Jujutsu first began during the Sengoku period of the Muromachi period combining various Japanese martial arts which were used on the battlefield for close combat in situations where weapons were ineffective. In contrast to the neighbouring nations of China and Okinawa whose martial arts were centered around striking techniques, Japanese hand-to-hand combat forms focused heavily upon throwing, immobilizing, joint locks and choking as striking techniques were ineffective towards someone wearing armor on the battlefield. The original forms of jujutsu such as Takenouchi-ryū also extensively taught parrying and counterattacking long weapons such as swords or spears via a dagger or other small weapons.

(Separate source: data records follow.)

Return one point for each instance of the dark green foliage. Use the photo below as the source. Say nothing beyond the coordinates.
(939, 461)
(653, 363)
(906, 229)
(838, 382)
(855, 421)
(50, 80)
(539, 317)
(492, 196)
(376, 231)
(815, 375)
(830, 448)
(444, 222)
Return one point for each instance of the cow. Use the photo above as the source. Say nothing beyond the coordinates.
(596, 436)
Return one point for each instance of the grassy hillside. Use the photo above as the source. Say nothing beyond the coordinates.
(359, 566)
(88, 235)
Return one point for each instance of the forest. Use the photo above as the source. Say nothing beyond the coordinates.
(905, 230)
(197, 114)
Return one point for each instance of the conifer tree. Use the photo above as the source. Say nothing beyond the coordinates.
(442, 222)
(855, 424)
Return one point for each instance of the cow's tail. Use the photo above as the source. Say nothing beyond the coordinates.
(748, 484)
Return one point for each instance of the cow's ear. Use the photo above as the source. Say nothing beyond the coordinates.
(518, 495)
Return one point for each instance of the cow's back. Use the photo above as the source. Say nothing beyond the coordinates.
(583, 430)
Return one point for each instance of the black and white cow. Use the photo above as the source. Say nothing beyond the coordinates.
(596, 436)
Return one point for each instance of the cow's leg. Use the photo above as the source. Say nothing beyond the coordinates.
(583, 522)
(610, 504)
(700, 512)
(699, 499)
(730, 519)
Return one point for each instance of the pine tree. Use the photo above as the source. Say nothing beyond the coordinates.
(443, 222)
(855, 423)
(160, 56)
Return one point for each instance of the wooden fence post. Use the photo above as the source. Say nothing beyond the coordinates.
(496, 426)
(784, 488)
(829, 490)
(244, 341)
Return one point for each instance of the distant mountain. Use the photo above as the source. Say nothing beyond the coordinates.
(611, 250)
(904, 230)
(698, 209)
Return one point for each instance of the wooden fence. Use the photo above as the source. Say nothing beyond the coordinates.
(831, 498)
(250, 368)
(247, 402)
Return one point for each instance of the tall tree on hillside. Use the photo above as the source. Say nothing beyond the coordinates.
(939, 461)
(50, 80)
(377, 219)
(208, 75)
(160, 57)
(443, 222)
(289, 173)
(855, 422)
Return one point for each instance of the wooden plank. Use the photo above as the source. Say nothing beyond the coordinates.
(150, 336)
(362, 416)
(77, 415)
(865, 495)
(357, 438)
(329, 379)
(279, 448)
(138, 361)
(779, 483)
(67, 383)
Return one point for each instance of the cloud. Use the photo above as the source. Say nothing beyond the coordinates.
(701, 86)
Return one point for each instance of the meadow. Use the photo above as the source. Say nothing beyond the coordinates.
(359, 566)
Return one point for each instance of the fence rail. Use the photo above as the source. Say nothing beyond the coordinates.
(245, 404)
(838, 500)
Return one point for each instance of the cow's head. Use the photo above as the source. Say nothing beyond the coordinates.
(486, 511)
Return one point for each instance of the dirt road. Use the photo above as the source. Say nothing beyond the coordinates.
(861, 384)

In the early 17th century during the Edo period, jujutsu would continue to evolve due to the strict laws which were imposed by the Tokugawa shogunate to reduce war as influenced by the Chinese social philosophy of Neo-Confucianism which was obtained during Hideyoshi's invasions of Korea and spread throughout Japan via scholars such as Fujiwara Seika. During this new ideology, weapons and armor became unused decorative items, so hand-to-hand combat flourished as a form of self-defense and new techniques were created to adapt to the changing situation of unarmored opponents. This included the development of various striking techniques in jujutsu which expanded upon the limited striking previously found in jujutsu which targeted vital areas above the shoulders such as the eyes, throat, and back of the neck. However towards the 18th century the number of striking techniques was severely reduced as they were considered less effective and exert too much energy; instead striking in jujutsu primarily became used as a way to distract the opponent or to unbalance him in the lead up to a joint lock, strangle or throw.
During the same period the numerous jujutsu schools would challenge each other to duels which became a popular pastime for warriors under a peaceful unified government, from these challenges randori was created to practice without risk of breaking the law and the various styles of each school evolved from combating each other without intention to kill.

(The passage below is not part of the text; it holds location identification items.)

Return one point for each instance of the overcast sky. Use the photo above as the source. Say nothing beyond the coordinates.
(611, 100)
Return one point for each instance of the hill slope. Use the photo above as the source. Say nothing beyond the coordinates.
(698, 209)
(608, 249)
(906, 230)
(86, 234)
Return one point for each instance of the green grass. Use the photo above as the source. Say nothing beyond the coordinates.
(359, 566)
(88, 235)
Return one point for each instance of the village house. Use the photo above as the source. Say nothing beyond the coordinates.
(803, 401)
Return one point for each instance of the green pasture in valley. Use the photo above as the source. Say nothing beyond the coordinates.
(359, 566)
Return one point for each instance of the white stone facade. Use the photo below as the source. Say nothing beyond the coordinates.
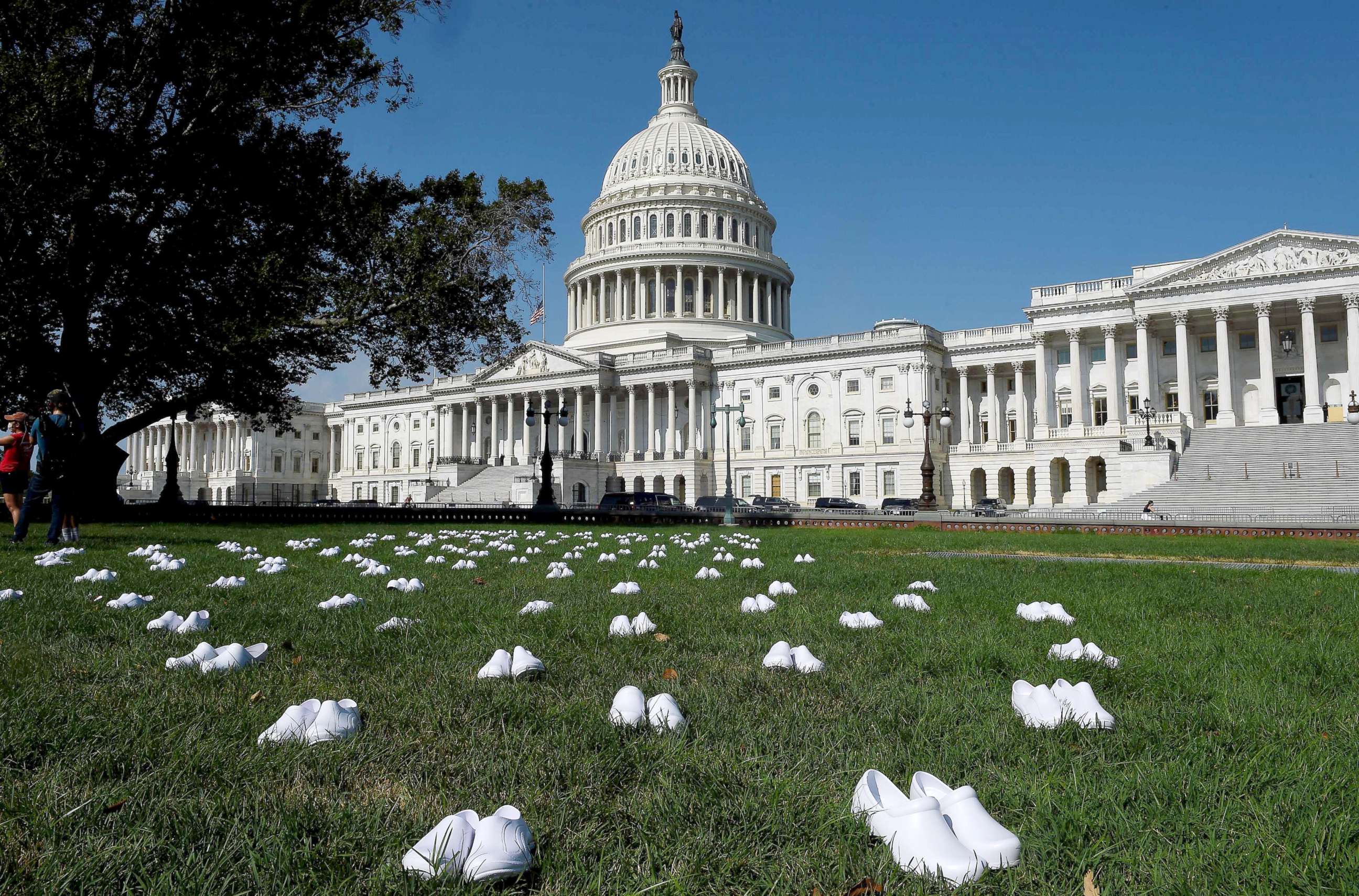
(678, 305)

The term jūjutsu was not coined until the 17th century, after which time it became a blanket term for a wide variety of grappling-related disciplines and techniques. Prior to that time, these skills had names such as "short sword grappling" (小具足腰之廻 kogusoku koshi no mawari), "grappling" (組討 or 組打 kumiuchi), "body art" (体術 taijutsu), "softness" (柔 or 和 yawara), "art of harmony" (和術 wajutsu, yawarajutsu), "catching hand" (捕手 torite), and even the "way of softness" (柔道 jūdō) (as early as 1724, almost two centuries before Kanō Jigorō founded the modern art of Kodokan Judo).

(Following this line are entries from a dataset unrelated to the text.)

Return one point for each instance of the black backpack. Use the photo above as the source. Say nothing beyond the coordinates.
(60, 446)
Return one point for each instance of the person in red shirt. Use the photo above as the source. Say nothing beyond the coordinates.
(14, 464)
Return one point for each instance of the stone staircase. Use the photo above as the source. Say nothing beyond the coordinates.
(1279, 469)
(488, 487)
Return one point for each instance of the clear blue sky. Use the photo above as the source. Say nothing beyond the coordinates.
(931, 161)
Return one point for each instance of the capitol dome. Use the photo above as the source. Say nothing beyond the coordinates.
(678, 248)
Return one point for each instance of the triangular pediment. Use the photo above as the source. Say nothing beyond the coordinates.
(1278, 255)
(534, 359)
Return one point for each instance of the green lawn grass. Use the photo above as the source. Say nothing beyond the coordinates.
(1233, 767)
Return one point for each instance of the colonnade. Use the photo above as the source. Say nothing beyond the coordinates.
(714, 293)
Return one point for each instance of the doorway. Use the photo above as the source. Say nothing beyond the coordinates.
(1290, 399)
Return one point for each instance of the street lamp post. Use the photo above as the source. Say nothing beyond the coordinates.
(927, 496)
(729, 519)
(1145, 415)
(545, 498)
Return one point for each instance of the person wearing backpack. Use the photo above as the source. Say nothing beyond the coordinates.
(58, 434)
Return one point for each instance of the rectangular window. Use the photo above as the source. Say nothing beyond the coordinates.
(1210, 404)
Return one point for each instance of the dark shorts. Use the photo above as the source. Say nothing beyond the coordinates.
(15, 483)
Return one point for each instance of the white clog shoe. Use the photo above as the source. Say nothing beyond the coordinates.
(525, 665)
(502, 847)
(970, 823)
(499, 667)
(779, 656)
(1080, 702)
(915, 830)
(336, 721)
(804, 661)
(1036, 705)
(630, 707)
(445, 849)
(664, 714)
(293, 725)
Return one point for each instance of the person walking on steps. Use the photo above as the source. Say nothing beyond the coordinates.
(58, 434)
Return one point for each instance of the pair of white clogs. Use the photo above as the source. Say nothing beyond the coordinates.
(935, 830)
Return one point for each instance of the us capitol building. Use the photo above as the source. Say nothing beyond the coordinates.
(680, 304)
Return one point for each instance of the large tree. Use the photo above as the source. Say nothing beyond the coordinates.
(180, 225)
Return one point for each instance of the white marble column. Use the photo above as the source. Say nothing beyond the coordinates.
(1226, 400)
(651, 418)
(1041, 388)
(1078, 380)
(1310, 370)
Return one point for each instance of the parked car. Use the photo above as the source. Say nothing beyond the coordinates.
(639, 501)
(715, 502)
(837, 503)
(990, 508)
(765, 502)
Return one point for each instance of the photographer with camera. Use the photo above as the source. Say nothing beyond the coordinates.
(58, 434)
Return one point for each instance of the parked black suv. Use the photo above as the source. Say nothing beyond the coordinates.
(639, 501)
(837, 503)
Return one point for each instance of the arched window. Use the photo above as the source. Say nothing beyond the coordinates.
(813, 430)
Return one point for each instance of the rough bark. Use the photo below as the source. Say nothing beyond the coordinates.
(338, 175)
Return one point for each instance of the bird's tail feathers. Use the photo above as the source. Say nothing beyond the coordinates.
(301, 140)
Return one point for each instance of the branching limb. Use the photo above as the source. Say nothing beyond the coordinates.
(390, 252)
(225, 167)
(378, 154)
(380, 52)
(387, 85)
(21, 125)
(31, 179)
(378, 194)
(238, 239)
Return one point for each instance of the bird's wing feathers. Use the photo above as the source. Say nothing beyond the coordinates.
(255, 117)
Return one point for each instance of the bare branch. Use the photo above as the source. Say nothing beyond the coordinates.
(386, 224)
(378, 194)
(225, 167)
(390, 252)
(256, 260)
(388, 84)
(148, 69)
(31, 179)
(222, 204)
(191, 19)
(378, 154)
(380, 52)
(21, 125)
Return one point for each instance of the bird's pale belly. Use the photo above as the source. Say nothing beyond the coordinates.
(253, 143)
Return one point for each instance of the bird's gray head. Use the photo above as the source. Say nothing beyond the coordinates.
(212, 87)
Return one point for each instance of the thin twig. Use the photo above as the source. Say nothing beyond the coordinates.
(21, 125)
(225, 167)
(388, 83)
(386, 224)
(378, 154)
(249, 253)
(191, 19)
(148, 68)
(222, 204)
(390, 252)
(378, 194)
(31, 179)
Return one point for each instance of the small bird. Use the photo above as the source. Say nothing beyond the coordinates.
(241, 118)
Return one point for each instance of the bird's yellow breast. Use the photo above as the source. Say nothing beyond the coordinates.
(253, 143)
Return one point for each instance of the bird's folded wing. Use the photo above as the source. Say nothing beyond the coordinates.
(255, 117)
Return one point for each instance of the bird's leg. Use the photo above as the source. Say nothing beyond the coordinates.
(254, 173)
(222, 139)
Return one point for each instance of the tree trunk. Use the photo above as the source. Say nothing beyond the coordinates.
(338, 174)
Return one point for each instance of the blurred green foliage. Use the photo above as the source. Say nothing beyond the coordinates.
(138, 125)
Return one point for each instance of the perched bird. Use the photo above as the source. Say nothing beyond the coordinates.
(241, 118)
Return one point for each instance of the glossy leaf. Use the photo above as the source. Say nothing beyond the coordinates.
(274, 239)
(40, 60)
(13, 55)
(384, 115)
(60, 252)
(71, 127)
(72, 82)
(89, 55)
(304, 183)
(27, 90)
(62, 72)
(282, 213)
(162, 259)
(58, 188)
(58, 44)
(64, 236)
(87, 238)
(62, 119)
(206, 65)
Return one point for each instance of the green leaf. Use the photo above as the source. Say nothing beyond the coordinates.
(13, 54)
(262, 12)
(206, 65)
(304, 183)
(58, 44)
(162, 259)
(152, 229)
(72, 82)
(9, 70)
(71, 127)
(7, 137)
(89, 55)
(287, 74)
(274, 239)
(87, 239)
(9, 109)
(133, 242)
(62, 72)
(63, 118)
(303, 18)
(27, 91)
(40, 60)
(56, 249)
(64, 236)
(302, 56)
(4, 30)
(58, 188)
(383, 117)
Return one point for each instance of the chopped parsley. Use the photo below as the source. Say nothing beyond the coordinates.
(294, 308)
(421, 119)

Today, the systems of unarmed combat that were developed and practiced during the Muromachi period (1333–1573) are referred to collectively as Japanese old-style jujutsu (日本古流柔術 Nihon koryū jūjutsu). At this period in history, the systems practiced were not systems of unarmed combat, but rather means for an unarmed or lightly armed warrior to fight a heavily armed and armored enemy on the battlefield. In battle, it was often impossible for a samurai to use his long sword or polearm, and would, therefore, be forced to rely on his short sword, dagger, or bare hands. When fully armored, the effective use of such "minor" weapons necessitated the employment of grappling skills.
Methods of combat (as mentioned above) included striking (kicking and punching), throwing (body throws, joint lock throws, unbalance throws), restraining (pinning, strangling, grappling, wrestling) and weaponry. Defensive tactics included blocking, evading, off-balancing, blending and escaping. Minor weapons such as the tantō (knife), ryofundo kusari (weighted chain), kabuto wari (helmet breaker), and Kaku shi buki (secret or disguised weapons) were almost always included in Sengoku jujutsu.